The tournament, which included two-year and four-year schools, gave Columbia College students the opportunity to prove their mettle against some of the nation's toughest college debate teams. About 40 schools participated, most of them from western states.

Two Columbia College students went undefeated in a nine-round debate about sustainable urban planning, and a trio of students won a title by trouncing San Joaquin Delta Community College in a round of debates on the United Nations.

"We were really shocked," said Joseph Rodgers, 20, a Columbia College student and president of the debate team.

From the two victories in parliamentary debate, the team took home an impressive haul of four gold medals.
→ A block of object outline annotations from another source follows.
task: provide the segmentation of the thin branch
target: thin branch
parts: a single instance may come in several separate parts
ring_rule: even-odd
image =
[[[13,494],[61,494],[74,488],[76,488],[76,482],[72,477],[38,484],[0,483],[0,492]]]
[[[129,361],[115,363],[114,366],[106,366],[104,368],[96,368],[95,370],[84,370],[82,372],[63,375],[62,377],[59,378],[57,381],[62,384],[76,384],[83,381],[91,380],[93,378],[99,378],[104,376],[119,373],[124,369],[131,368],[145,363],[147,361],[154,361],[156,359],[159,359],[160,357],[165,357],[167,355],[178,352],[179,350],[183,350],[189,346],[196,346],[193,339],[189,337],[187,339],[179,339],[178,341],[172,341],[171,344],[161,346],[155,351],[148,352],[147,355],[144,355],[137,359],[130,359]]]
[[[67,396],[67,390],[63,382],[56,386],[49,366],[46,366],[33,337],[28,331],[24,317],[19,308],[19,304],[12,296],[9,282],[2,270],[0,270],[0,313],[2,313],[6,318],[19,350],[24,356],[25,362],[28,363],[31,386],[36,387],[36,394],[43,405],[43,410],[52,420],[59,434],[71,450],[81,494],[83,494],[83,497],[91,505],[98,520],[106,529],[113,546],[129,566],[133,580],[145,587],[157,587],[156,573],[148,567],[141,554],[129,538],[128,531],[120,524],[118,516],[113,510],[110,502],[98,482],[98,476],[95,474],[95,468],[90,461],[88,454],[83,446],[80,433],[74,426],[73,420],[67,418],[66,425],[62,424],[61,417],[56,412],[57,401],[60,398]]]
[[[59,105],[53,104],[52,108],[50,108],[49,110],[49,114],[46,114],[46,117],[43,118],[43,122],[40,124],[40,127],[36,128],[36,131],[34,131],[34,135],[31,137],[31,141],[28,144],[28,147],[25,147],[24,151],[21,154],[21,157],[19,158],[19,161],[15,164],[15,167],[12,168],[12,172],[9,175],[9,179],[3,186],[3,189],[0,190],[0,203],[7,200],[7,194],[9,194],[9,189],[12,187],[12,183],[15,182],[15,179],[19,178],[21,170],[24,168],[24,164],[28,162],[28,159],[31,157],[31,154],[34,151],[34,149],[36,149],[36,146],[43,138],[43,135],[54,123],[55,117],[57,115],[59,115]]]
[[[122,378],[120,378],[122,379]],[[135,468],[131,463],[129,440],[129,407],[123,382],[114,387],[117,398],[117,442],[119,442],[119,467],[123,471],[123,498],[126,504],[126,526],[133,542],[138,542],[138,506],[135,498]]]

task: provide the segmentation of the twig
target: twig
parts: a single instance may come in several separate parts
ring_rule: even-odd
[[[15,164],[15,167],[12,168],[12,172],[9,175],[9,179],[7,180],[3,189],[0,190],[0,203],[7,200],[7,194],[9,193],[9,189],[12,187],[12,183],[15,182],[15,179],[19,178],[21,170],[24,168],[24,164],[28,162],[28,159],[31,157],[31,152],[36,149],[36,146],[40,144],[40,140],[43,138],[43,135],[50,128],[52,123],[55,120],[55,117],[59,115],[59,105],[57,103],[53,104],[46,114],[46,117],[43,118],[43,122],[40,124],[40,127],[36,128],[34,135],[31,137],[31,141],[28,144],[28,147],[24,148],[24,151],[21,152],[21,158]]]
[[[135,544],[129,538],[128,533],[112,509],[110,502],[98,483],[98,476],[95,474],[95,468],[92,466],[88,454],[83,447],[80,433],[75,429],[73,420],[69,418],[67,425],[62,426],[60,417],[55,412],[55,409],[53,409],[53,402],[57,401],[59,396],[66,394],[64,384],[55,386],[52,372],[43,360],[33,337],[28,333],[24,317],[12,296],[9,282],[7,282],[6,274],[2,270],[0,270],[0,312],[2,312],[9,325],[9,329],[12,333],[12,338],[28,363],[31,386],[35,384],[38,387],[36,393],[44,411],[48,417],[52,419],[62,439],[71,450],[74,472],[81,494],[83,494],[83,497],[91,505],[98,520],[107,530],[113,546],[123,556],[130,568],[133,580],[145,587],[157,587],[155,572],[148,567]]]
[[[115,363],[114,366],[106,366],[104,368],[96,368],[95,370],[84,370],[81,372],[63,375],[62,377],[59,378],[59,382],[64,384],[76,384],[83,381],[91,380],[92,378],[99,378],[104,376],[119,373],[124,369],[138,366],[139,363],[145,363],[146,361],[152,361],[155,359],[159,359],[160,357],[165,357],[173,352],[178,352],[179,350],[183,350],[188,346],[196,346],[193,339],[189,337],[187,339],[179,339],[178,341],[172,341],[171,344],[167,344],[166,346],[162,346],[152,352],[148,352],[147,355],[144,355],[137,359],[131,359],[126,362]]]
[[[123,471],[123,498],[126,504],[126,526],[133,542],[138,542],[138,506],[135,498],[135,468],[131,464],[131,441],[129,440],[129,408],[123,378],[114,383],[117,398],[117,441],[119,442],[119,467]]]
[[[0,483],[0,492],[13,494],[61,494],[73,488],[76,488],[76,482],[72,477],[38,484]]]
While it received medals at a state competition last March, this tournament was the first time it advanced further than the semi-finals in a single division.

Columbia also got second place among small schools in an overall count of points from different competition types.

Columbia student Grant Wright was named the top speaker in a division for students with less than a year of debate experience. Fellow student Cody Green won seventh place in the same division.

The team had to overcome a small obstacle on its path to success: The speech and communications class that formerly trained debaters was cancelled this semester due to low enrollment.

Team members formed a club and came together for class sessions anyway. They also held practice debates twice a week for about 90 minutes each.

At the tournament, they were given topics and standpoints to argue just 20 minutes before each round of debates. They did advance research on a broad range of topics they thought would come up, mainly on current issues in the news, Rodgers said.

But they went to Stockton with no idea exactly what subjects they'd be conversing about.

The debate about sustainability centered on California Senate Bill 375, which went into effect in 2009 and requires urban planning that reduces greenhouse gas emissions.

Rodgers and fellow Columbia College student Daniel Beluardo concluded a nine-round debate by convincing a panel of judges that the bill should be implemented nationwide.

Students Grant Wright, Pablo Lopez and Cody Green persuaded another panel of judges that the United Nations should use military force to remove Syrian president Bashar al-Assad from power.

Rodgers has found that being on a debate team has a range of benefits.

"It's gathering as much info as possible in a limited amount of time," he said. "It helps with research skills and being able to communicate your ideas. You work on a team, so it improves interpersonal dynamics."

Team coach Tim Elizondo said this year's team is remarkable for its "cohesion."

"They work very well together, which is unusual when you get a bunch of argumentative debaters together," Elizondo said. "That's what I found really remarkable watching them."

Since the team's class was cancelled, it got its funding for the trip from the Associated Students of Columbia College and had the fees for entering the tournament waived.

Rodgers said he doesn't think the team can afford to attend more competitions this semester, but the students are hoping to attend the California Community College Forensics Association's state tournament again this year.

They're also hoping more students will join the speech and communications class that was cancelled so it can be held again, Rodgers said.